A tentativa de fazer seu nobre senhor rir não foi bem sucedida. Ao invés de risos, Erban lançou-lhe um olhar de reprimenda.

— Então você lambe minhas botas? Todos os elogios a mim não passam de falsidades e bajulações? — Erban inclinou-se sobre a mesa para encará-lo. 

— Claro que não, meu nobre senhor. 

Para os asmabelianos, mentir e omitir a verdade eram escolhas totalmente diferentes. 
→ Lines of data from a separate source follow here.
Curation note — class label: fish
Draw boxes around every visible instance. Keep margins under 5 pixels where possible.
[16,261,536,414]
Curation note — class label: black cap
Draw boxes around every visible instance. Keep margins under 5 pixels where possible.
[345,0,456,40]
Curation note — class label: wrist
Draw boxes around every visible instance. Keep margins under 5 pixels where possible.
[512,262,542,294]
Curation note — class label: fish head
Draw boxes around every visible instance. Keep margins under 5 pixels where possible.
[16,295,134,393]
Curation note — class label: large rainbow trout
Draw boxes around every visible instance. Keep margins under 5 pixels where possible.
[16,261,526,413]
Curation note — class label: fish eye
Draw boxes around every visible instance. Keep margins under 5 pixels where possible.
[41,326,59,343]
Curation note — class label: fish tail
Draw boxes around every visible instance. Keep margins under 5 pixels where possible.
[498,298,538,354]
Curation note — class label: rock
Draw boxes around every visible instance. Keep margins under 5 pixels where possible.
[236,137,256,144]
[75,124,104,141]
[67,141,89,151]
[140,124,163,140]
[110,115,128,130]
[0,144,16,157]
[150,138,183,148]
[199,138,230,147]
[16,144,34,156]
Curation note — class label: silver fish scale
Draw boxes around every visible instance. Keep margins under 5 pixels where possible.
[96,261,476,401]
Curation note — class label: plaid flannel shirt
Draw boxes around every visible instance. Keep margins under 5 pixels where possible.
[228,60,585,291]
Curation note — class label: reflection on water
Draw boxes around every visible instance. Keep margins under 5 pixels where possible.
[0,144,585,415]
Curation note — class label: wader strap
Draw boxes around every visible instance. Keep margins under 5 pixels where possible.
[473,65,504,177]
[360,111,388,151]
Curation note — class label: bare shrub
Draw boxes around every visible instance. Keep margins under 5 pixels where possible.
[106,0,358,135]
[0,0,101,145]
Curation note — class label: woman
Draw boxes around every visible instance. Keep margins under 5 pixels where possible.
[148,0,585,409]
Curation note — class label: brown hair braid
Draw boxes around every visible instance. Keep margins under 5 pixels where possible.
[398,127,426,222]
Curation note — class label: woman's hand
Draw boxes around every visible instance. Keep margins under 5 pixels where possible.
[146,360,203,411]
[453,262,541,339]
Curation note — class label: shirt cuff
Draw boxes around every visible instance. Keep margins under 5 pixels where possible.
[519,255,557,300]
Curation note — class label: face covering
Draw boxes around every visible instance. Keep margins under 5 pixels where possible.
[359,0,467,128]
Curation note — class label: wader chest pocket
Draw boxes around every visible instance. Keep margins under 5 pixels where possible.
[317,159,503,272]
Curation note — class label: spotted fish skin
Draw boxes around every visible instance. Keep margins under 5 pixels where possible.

Mas Malfen não era apenas um asmabeliano comum, ele era um andor. Devido à isso, seu comportamento e sua aparência deviam ser coerentes com as de um leal andor conselheiro. Ao contrário dos demais moradores, sua vestimenta devia ser a mesma todos os dias. Suas vestes não passavam de um roupão fino levemente branco que iniciava-se em seus ombros e estendia-se até abaixo dos joelhos. Uma calça marrom cobria suas pernas e botas de couro cobriam seus pés. Ombreiras e longos braceletes eram de couro marrom e um grande cinto elevava-se até a altura de seu umbigo. Além das roupas, havia outra coisa que o identificava definitivamente como um andor, seu bastão. 

— E pensar que essa primavera foi uma das mais férteis que já vivi nesse humilde vilarejo — Erban comentou enquanto degustava seu vinho. 

— Então o senhor considera atender ao pedido do Rei Valandir? 

— Está louco?! Quando eu estiver morto eu me submeterei às ordens dele. Nem mesmo se estivéssemos com trinta armazéns cheios eu não lhe daria um único grão. Jamais o obedeceria sob ameaça alguma. Ele não é meu rei. Nem o seu. Portanto pare de chamá-lo de "Rei Valandir".